Histological analysis

Lung tissue samples were fixed in 4% paraformaldehyde and tissue sections were stained with H&E stain. Lung damage examination was analyzed by tissue injury scoring system, as described previously34.

Cytokine analysis

Serum cytokine levels of IL-1β, IL-6, TNF-α, and IL-10 were measured by ELISA kit (eBioscience) according to the manufacturer’s protocol.

Differentiation of bone marrow-derived macrophages

Bone marrow cells were isolated from femurs and tibias of WT and Gpr174 KO mice. Differentiation of Bone Marrow-Derived Macrophages was induced by culturing bone marrow cells in MEM-F12 medium supplemented with 10% FBS and macrophage-colony stimulating factor (20 ng/ml M-CSF, proteintech, Rosemont, PA, USA). Bone Marrow-Derived Macrophages were cultured for 7 days with one renewal of culture medium on the third day.

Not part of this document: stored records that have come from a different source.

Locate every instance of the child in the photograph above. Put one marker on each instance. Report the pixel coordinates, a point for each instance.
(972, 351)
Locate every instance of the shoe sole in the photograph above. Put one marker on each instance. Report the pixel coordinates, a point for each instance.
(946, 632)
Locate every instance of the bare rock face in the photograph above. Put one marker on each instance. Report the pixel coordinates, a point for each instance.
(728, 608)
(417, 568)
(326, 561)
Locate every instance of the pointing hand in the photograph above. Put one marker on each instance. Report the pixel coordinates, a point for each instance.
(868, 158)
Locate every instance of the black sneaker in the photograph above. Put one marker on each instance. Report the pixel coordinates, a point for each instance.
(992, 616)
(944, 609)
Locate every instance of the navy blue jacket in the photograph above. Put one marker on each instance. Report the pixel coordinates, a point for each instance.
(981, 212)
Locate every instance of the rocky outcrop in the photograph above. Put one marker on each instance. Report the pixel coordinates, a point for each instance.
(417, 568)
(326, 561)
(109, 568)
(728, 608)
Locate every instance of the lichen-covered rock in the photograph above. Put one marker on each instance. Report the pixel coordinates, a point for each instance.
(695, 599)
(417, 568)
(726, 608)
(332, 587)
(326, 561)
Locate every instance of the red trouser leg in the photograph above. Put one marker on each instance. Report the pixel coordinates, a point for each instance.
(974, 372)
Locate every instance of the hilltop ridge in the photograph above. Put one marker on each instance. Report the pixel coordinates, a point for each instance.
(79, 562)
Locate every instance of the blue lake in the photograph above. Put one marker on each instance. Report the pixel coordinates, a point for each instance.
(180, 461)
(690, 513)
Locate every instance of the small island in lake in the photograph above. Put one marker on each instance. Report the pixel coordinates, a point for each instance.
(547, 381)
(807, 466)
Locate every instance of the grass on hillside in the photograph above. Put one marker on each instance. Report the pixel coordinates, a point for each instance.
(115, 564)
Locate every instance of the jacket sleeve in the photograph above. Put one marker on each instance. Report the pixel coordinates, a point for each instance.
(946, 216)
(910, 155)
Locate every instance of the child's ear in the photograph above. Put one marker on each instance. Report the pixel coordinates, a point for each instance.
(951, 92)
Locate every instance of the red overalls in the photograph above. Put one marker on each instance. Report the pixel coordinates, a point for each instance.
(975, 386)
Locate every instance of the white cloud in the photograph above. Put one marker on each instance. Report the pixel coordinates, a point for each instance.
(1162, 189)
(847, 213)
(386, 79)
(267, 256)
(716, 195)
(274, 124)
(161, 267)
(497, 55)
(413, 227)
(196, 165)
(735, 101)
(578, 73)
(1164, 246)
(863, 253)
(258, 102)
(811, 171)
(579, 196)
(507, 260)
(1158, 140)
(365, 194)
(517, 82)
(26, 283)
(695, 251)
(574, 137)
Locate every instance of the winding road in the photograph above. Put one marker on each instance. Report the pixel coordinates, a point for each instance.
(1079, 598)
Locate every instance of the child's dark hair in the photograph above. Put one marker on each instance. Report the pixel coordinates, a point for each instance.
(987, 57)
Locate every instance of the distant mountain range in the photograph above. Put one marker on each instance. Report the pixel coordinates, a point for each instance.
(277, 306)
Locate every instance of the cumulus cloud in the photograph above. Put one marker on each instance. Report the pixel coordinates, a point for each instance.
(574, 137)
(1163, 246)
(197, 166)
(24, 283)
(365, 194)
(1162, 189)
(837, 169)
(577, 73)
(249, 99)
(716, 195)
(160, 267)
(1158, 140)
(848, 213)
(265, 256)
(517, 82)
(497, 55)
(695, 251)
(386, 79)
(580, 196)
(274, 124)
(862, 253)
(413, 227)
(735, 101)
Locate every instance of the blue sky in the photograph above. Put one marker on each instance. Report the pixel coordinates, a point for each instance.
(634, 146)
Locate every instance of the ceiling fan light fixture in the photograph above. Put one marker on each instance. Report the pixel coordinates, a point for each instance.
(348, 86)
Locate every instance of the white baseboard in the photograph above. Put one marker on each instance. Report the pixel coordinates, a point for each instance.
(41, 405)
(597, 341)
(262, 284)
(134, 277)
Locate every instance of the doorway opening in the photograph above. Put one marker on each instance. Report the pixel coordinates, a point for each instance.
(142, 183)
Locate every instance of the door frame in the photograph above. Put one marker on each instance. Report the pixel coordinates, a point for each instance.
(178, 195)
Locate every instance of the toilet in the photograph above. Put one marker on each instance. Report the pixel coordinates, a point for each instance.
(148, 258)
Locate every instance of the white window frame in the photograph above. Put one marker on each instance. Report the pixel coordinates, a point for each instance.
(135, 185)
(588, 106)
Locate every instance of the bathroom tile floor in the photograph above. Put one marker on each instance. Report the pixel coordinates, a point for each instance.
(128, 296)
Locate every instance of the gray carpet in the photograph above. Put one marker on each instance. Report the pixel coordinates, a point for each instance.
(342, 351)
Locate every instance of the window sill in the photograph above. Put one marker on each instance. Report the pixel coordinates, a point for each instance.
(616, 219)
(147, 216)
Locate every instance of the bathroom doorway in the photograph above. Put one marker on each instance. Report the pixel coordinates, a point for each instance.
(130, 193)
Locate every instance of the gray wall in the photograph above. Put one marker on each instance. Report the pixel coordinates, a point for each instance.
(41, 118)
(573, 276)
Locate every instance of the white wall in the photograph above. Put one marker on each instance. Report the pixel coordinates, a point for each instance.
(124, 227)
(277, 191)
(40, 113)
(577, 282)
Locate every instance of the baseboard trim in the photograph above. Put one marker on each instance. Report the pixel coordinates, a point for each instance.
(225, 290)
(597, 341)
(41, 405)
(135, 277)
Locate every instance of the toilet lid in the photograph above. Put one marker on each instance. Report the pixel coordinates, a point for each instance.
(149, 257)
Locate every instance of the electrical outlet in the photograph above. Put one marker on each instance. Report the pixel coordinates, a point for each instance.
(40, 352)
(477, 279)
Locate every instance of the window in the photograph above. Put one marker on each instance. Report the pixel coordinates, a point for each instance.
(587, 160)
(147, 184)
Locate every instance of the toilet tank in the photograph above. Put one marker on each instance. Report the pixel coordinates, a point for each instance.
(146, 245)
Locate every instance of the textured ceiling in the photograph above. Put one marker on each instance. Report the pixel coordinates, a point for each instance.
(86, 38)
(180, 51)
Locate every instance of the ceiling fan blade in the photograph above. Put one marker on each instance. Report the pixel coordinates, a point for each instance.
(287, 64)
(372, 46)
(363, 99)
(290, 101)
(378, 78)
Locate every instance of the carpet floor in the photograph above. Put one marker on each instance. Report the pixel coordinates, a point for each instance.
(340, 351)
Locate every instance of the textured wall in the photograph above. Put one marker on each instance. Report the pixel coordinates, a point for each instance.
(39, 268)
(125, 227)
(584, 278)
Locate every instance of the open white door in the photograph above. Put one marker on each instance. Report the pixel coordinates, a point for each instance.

In vitro macrophage suppression assay

WT mice Marrow-Derived macrophages were resuspended in RPMI containing 10% FBS. CD4+CD25+ Treg cells and Marrow-Derived macrophages were seeded on 24-well plate in a 1:2 ratio. Macrophages were cultured alone or co-cultured with Treg cells for 40 h in the presence of 0.4 μg/ml anti-CD3 mAb (UCHT1, eBioscience), then were stimulated with 100 ng/ml LPS for 24 h. Supernatants were harvested for ELISA assay. Macrophages were digested with 0.25% trypsin for flow cytometry.

Statistical analysis

SPSS (version 19.0, SPSS Inc., Chicago, IL, USA) software was used to analyze data by two-tailed unpaired student’s t test or one-way analysis of variance test. Data are presented as mean ± SD. P < 0.05 was considered statistically significant (*P < 0.05; **P < 0.01).